La llamada terminó poco después.
A la mañana siguiente mi abogada ya había preparado una lista de documentos necesarios para iniciar una separación formal.
Cuando regresé a casa, Daniel estaba esperando.
Camila no.
Eso casi me pareció un detalle elegante.
—¿Vas a divorciarte por un viaje?
preguntó.
Dejé una carpeta sobre la mesa.
—No.
La abrió.
Estados de cuenta.
Reservaciones.
Gastos.
Fotografías del avión que varios pasajeros habían tomado y que ya empezaban a circular dentro de su empresa.
Su rostro perdió color.
—¿Quién te dio esto?
—Tú.
Pasé una página.
—Pagaste todo con tarjetas que también aparecen en nuestros registros.
Daniel se sentó.
—Puedo explicarlo.
Sonreí.
—Finalmente llegó el “después”.
No parecía encontrar palabras.
—Elena, cometí errores.
—Sí.
—Pero podemos arreglarlo.
—No quiero.
Aquello fue lo que más lo sorprendió.
No mis pruebas.
No el divorcio.
El hecho de que yo ya no quisiera escuchar.
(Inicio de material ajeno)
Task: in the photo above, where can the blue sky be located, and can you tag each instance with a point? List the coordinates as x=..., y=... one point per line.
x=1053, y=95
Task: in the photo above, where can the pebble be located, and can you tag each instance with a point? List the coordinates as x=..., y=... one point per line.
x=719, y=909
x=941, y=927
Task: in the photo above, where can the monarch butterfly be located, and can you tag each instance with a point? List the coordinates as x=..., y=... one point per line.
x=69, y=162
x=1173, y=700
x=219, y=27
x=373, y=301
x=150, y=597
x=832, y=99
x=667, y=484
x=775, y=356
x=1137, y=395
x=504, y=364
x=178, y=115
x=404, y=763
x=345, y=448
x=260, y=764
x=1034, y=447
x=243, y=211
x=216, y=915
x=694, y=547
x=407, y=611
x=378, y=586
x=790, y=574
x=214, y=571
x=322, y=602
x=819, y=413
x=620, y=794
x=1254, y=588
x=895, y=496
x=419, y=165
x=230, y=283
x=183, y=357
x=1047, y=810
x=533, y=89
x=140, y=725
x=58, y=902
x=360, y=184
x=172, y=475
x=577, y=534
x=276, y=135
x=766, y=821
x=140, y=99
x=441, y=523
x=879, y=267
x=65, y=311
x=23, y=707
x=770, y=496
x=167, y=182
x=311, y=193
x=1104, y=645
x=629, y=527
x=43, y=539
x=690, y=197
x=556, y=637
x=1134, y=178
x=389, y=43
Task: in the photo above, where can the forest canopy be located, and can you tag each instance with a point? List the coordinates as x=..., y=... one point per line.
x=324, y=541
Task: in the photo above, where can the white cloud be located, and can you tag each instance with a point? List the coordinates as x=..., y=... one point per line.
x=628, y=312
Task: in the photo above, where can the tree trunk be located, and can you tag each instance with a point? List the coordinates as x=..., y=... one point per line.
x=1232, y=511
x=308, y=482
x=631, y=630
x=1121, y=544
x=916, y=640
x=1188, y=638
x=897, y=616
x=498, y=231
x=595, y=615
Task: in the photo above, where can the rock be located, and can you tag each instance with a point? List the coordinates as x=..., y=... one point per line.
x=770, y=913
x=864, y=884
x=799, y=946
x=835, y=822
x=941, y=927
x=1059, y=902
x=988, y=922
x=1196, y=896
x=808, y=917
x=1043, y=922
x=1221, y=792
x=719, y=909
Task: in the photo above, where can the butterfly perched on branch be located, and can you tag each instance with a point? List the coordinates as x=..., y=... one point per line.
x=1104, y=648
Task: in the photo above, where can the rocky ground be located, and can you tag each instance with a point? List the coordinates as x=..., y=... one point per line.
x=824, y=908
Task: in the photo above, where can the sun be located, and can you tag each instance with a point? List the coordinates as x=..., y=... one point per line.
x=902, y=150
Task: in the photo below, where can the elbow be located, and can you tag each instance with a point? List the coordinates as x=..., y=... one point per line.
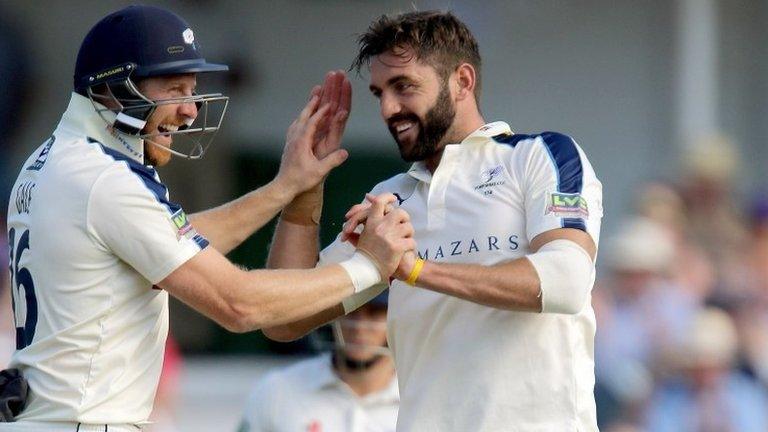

Camila renunció semanas después.
No sé si por vergüenza, presión interna o porque Daniel dejó de parecerle tan atractivo cuando dejó de ser una aventura secreta.
No me importó.
Yo tampoco intenté destruir su carrera.
Solo pedí que cualquier gasto que correspondiera revisar dentro del matrimonio fuera tratado correctamente.
Daniel empezó a escribirme desde números distintos.
“Te extraño.”
“Cometí el peor error de mi vida.”
“Ella nunca significó lo que tú.”
No respondí.
Meses después, mientras firmábamos los últimos documentos, me preguntó:
—¿De verdad todo terminó en aquel avión?
Negué.
—No.
Lo miré directamente.

—Terminó cada vez que me dijiste “hablamos después” y esperaste que yo siguiera allí cuando te apeteciera volver.
Firmé.
Me levanté.
Y me fui antes de que pudiera responder.
DANIEL CREYÓ QUE LO HABÍA PERDIDO POR VER A CAMILA DORMIDA SOBRE SUS PIERNAS; EN REALIDAD, LO PERDÍ MUCHO ANTES, CADA VEZ QUE ÉL ME ENSEÑÓ QUE YO SIEMPRE PODÍA ESPERAR Y ELLA NO.